Abstract

Wall loss due to adhesive wear between a rotating drillstring tooljoint and the softer inner surface of a steel casing is often encountered while drilling deviated oil and gas wellbores. Despite the significance of the problem in the drilling industry, there is little data on casing wear efficiencies in the public domain. A large body of data collected during a joint industry project was deemed proprietary to participants who sponsored the private project (DEA-42). In this paper, we outline an approach to determine the wear efficiency of unlubricated surfaces by using the roughness parameters and material properties of the wearing surface. Our method combines the classic Greenwood & Williamson (1966) approach with the Archard-Rabinowicz (1953) interpretation of wear efficiency.

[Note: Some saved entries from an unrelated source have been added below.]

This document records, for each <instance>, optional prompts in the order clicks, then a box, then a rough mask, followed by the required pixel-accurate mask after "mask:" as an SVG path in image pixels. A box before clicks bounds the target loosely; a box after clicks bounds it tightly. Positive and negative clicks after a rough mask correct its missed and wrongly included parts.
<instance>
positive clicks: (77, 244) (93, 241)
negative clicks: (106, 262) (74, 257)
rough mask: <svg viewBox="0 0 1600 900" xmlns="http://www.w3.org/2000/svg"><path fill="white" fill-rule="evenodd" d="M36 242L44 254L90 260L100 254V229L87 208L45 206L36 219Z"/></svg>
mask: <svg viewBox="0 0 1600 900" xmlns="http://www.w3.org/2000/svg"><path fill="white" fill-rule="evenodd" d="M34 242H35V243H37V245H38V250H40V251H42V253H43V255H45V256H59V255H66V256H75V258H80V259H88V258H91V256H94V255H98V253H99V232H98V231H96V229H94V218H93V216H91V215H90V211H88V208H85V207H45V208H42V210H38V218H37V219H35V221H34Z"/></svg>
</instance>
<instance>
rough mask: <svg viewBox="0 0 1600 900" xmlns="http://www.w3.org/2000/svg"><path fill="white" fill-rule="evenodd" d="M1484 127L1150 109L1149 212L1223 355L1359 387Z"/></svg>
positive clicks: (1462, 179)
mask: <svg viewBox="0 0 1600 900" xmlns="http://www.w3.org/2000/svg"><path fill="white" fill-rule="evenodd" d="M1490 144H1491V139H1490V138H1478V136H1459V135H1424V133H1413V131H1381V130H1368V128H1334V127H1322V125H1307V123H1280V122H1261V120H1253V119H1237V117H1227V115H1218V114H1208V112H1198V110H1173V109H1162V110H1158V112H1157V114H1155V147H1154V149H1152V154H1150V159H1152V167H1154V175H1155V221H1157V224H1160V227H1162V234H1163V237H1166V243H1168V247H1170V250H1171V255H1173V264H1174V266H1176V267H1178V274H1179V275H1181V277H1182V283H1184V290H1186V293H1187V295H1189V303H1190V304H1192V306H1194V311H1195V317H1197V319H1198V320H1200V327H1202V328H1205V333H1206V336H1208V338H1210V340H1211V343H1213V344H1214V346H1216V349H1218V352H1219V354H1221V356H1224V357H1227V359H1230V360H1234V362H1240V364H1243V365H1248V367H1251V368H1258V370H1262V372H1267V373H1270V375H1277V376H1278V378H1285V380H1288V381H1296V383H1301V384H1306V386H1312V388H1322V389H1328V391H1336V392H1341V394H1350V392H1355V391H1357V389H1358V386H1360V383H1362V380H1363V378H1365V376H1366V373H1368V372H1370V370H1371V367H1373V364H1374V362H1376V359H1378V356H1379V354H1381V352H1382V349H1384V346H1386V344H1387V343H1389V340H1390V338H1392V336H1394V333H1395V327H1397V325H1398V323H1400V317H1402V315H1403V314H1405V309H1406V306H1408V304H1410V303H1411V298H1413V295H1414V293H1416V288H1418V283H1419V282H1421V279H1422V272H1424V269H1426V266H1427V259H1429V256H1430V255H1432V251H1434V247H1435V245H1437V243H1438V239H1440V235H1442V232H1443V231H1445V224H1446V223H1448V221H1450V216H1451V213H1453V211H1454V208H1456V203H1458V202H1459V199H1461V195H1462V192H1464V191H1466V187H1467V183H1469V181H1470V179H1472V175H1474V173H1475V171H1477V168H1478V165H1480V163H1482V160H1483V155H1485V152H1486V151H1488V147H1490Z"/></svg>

The Greenwood & Williamson study models surface morphology as an ensemble of randomly distributed asperities. Archard (1953) interprets wear efficiency as the probability of a wear particle being created during an encounter of asperities between sliding surfaces. By using these notions we derive a formula for wear efficiency of an unlubricated surface as a function of the standard deviation of its summit height distribution, the summit radius, the hardness and contact modulus. Our predicted wear efficiencies are in the range of 1.5 - 5 ×10-3. These values agree well with published results for similar metals sliding on each other without lubrication. Future work along these lines will consider the effect of lubricants on adhesive wear efficiency.